Le 15 août est, donc, une date intimement liée à cet homme exceptionnel qui fut le premier Congolais aux plus hautes fonctions nationales: premier maire congolais de la ville capitale, Brazzaville, premier premier-ministre du gouvernement de la République, sous un président français de l’époque coloniale, René Coty, et premier président de la République du Congo.
Nous ne pouvons pas passer pieds joints ce pan de l’histoire, sans doute, le plus important de notre histoire commune, sans en répondre, un jour, alors que notre élite ne manque pas d’arguments à ce sujet. Intellectuels, historiens et politiques devront se ressaisir et faire valoir ce qui est notre patrimoine historique sur lequel les générations futures prendront appui, pour la perpétuer, car il y a bien des pages nouvelles à écrire qui n’attendent d’ailleurs que cela.

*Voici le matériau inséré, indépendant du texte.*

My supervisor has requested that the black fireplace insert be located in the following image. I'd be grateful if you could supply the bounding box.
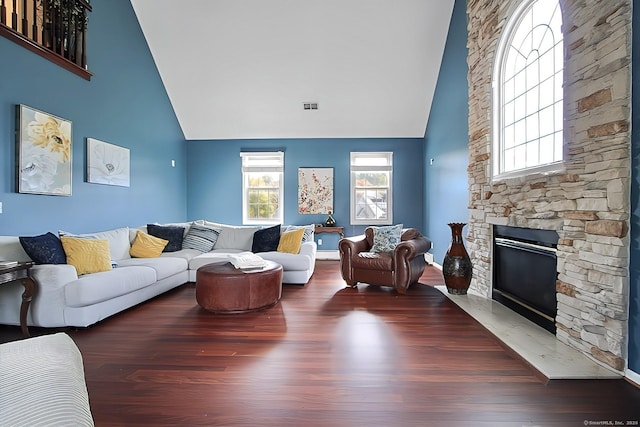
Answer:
[492,225,558,334]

Tous les grands pays du monde ont toujours su conserver et transmettre leur histoire aux générations futures. Ce qui est, d’ailleurs, le point focal pour la consolidation de la nation. La France d’aujourd’hui n’a pas effacé son histoire très ancienne d’avant même Napoléon Bonaparte, Philippe Pétain, Charles de Gaulle, etc. Les jeunes Français continuent à prendre appui sur cette histoire. Barack Obama, l’actuel président américain, ne s’empêche pas de se référer à Abraham Lincoln, le 16ème président des Etats-Unis (1865), alors qu’il est, lui, le 44ème et nous sommes en 2013.
Or, justement, la nation, c’est le vrai problème de plusieurs pays africains. L’idée même du mot nation reste, pour beaucoup de pays africains, très superficielle, très théorique, donc loin d’une réalité vivante. Le père de l’indépendance du Congo-Brazzaville, l’abbé Fulbert Youlou, est mort le 5 mai 1972, à 54 ans, à Madrid, en Espagne. Il repose à Madibou, le 8ème arrondissement de Brazzaville. Nous allons devoir, je l’espère, nous départir de nos scaphandres de clivages qui empêchent l’idée même de la nation de rejaillir, de prendre du chemin, pour reconstituer et consolider notre histoire commune, avec, je l’ai déjà dit, l’actif et le passif à différentes époques, et qu’aucune page de celle-ci ne soit effacée et que toutes les générations apportent leur pierre, en vue de l’édification de la nation congolaise.